The graffiti denounces Christians as “slaves of the Cross” and threatens them with death; “this country is Islamic country, you dirty ones, and you don’t belong here.” Further graffiti on the walls of the chapel of St. Addai reads: “Either you leave, or we will kill you.”
Stephen Rasche, an advisor to the Chaldean Archdiocese of Erbil who took photos of the graffiti and also documented the great degree of destruction in Batnaya, told international Catholic charity Aid to the Church in Need: “The most important thing is to show the great degree of destruction so people can understand what has happened and just how dangerous it still is to return.
“Furthermore, by showing the destruction and desecration of our holy places, I would like to communicate to the world just how much dread and fear our own people are feeling right now when they have to decide whether they would later like to return.”

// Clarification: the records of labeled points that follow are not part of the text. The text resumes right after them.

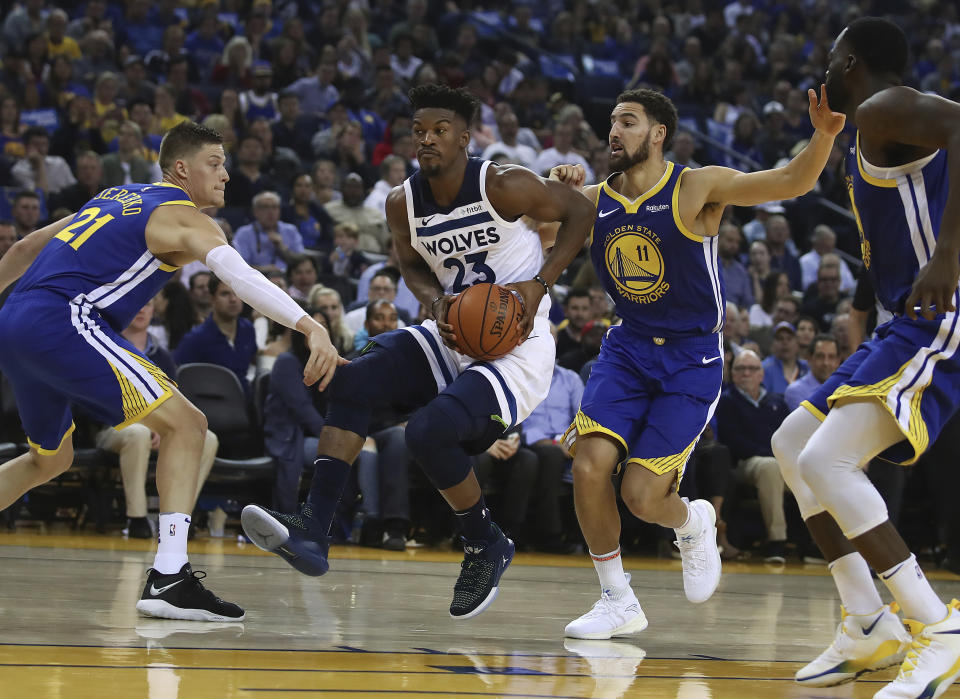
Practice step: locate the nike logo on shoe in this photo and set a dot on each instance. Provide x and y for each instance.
(155, 591)
(868, 629)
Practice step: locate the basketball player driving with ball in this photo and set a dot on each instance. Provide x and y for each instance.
(455, 223)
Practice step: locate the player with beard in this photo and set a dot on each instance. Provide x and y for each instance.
(893, 396)
(657, 380)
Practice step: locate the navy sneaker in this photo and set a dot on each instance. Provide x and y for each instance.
(296, 538)
(483, 564)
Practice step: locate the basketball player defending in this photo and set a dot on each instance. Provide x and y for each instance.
(60, 342)
(894, 394)
(657, 379)
(456, 222)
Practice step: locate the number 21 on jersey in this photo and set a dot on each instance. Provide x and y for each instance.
(85, 225)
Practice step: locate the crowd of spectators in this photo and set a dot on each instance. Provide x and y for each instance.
(309, 96)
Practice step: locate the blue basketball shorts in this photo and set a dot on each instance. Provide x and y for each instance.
(912, 369)
(652, 396)
(58, 353)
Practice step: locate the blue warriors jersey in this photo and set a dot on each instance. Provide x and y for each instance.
(898, 212)
(468, 242)
(664, 279)
(101, 259)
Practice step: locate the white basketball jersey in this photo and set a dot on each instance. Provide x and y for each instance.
(469, 242)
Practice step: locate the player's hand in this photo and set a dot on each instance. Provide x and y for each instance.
(323, 359)
(530, 293)
(821, 116)
(439, 313)
(573, 175)
(934, 287)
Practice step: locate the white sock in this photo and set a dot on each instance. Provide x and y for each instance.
(858, 594)
(909, 586)
(610, 569)
(692, 525)
(172, 551)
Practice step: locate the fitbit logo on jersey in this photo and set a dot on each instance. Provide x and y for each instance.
(461, 241)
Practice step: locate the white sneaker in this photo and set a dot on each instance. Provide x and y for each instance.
(864, 643)
(700, 556)
(616, 613)
(932, 662)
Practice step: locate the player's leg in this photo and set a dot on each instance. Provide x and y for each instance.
(870, 635)
(832, 463)
(394, 370)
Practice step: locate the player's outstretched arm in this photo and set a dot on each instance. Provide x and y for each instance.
(722, 186)
(515, 192)
(934, 123)
(420, 279)
(21, 254)
(180, 234)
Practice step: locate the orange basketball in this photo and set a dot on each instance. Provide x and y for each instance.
(485, 319)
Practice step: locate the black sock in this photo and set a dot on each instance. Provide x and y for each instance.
(330, 477)
(475, 522)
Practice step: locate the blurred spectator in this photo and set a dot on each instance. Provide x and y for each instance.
(776, 286)
(508, 127)
(134, 84)
(328, 300)
(382, 286)
(561, 153)
(301, 276)
(682, 150)
(268, 241)
(393, 171)
(778, 233)
(25, 212)
(824, 243)
(577, 311)
(224, 338)
(316, 91)
(739, 286)
(127, 164)
(823, 362)
(260, 101)
(747, 417)
(783, 367)
(233, 70)
(39, 170)
(345, 260)
(174, 315)
(199, 284)
(88, 184)
(293, 129)
(58, 43)
(821, 303)
(310, 218)
(370, 223)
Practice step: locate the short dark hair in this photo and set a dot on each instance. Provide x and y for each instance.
(826, 337)
(183, 140)
(459, 101)
(658, 108)
(879, 43)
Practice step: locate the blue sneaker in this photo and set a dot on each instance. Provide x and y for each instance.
(483, 564)
(295, 537)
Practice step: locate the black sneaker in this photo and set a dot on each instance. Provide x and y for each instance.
(182, 596)
(483, 564)
(139, 528)
(295, 538)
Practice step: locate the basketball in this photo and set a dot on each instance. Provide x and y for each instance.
(485, 319)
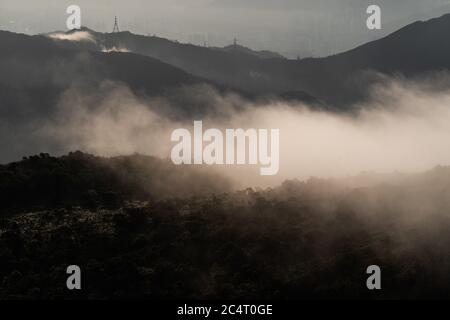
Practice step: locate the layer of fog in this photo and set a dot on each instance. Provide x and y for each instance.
(404, 128)
(75, 36)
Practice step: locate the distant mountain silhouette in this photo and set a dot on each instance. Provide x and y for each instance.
(262, 54)
(35, 70)
(337, 80)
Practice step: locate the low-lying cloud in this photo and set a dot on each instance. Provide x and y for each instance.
(404, 128)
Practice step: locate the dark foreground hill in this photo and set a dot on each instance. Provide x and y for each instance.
(311, 239)
(42, 181)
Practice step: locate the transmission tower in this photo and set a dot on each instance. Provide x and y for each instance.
(116, 25)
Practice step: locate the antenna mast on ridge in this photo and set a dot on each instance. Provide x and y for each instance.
(116, 25)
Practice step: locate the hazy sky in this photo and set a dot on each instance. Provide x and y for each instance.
(291, 27)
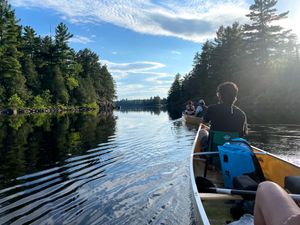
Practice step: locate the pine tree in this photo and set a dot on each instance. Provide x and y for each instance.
(10, 71)
(264, 38)
(174, 96)
(29, 50)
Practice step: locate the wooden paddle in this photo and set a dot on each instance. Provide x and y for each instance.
(228, 191)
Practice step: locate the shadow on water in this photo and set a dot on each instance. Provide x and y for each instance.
(33, 143)
(88, 169)
(152, 110)
(45, 162)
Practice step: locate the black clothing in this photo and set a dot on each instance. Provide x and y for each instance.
(228, 118)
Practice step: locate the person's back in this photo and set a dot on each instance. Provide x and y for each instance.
(190, 108)
(225, 116)
(201, 108)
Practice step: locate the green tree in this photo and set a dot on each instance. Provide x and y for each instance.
(10, 71)
(265, 39)
(174, 96)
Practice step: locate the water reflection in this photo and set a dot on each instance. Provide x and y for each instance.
(281, 140)
(152, 110)
(33, 143)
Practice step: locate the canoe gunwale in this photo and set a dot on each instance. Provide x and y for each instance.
(195, 155)
(199, 208)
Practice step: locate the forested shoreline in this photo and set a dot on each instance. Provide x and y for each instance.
(43, 73)
(152, 102)
(262, 58)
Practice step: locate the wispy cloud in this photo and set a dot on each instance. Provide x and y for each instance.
(133, 67)
(80, 39)
(194, 20)
(139, 79)
(176, 52)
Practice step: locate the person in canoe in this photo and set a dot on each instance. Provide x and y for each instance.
(201, 108)
(224, 116)
(190, 108)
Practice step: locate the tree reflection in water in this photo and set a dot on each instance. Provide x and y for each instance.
(36, 142)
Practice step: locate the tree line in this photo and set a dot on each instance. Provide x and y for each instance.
(262, 58)
(41, 72)
(155, 102)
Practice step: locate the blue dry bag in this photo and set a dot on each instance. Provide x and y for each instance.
(236, 159)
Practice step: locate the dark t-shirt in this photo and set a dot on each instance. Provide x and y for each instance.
(226, 118)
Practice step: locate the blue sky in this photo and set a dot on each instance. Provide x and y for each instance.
(144, 43)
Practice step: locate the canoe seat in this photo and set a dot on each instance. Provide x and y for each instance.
(292, 184)
(244, 182)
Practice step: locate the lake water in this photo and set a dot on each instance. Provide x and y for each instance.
(125, 168)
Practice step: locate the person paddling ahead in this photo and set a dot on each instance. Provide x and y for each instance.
(225, 116)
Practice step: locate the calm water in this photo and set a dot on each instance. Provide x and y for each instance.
(126, 168)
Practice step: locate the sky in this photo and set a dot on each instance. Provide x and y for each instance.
(144, 43)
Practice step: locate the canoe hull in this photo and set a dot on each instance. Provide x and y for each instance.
(192, 120)
(274, 168)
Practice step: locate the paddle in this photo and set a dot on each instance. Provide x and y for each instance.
(228, 191)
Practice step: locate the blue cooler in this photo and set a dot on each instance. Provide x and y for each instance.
(235, 160)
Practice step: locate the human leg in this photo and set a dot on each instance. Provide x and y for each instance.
(273, 206)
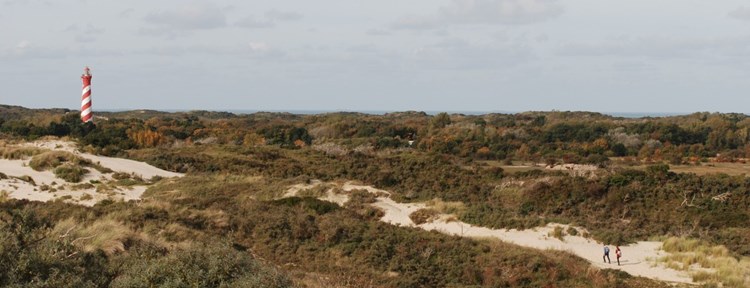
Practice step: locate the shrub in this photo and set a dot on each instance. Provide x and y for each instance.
(70, 173)
(52, 159)
(422, 216)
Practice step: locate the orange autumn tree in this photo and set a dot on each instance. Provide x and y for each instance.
(147, 138)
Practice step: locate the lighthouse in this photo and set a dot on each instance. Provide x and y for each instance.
(86, 115)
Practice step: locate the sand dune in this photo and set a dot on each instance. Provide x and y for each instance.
(47, 187)
(637, 258)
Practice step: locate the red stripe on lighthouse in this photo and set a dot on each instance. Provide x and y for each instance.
(86, 114)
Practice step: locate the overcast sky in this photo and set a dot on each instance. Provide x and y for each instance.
(394, 55)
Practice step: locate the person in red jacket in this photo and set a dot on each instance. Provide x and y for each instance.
(606, 254)
(618, 252)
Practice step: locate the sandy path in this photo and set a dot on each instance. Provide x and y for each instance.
(636, 260)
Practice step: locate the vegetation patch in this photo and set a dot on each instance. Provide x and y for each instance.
(720, 268)
(18, 153)
(70, 172)
(424, 215)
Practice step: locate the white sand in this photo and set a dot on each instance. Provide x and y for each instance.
(57, 188)
(637, 258)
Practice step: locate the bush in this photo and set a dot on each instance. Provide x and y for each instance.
(52, 159)
(422, 216)
(70, 173)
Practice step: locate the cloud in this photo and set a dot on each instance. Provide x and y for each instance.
(741, 13)
(193, 16)
(252, 22)
(487, 12)
(708, 50)
(458, 54)
(27, 50)
(270, 19)
(377, 32)
(283, 16)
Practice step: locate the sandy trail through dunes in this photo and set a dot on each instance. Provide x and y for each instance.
(637, 258)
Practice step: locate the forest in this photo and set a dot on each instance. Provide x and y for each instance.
(224, 214)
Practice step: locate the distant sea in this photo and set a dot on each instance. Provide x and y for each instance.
(381, 112)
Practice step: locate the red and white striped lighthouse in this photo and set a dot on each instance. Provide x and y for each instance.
(86, 115)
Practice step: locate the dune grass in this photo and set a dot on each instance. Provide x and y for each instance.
(719, 267)
(446, 207)
(106, 235)
(16, 153)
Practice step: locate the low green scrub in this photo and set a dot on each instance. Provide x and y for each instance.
(70, 172)
(16, 153)
(52, 159)
(724, 269)
(422, 216)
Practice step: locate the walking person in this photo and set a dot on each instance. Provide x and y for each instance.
(618, 253)
(606, 255)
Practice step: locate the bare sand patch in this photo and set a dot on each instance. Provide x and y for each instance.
(95, 186)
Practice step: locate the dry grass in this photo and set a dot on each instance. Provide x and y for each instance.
(106, 235)
(4, 196)
(444, 207)
(558, 233)
(422, 216)
(713, 168)
(719, 267)
(52, 159)
(16, 153)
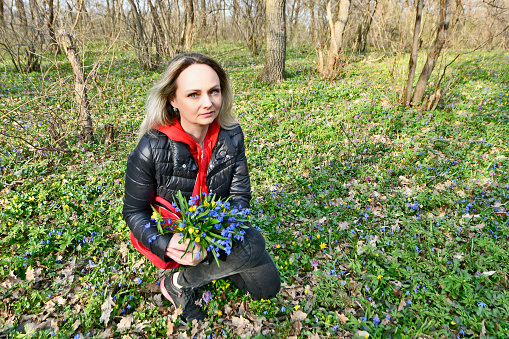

Destruction was also evident in the neighboring town of Karamles, which lies about 18 miles southeast of Mosul. Apart from desecrated and destroyed churches, along with broken and mutilated statues saints, Rasche made a particularly shocking find when he came upon the desecrated grave of a priest.
He reported: “the grave of one of our priests was dug up and the corpse removed. We found his vestments and the lid of the coffin, but there was no trace of the corpse.” ACN learned that the deceased was Father Salem Ganni, a priest who passed away in 2009, a relative of the 34-year-old priest Father Ragheed Ganni, who was shot dead in Mosul in 2007.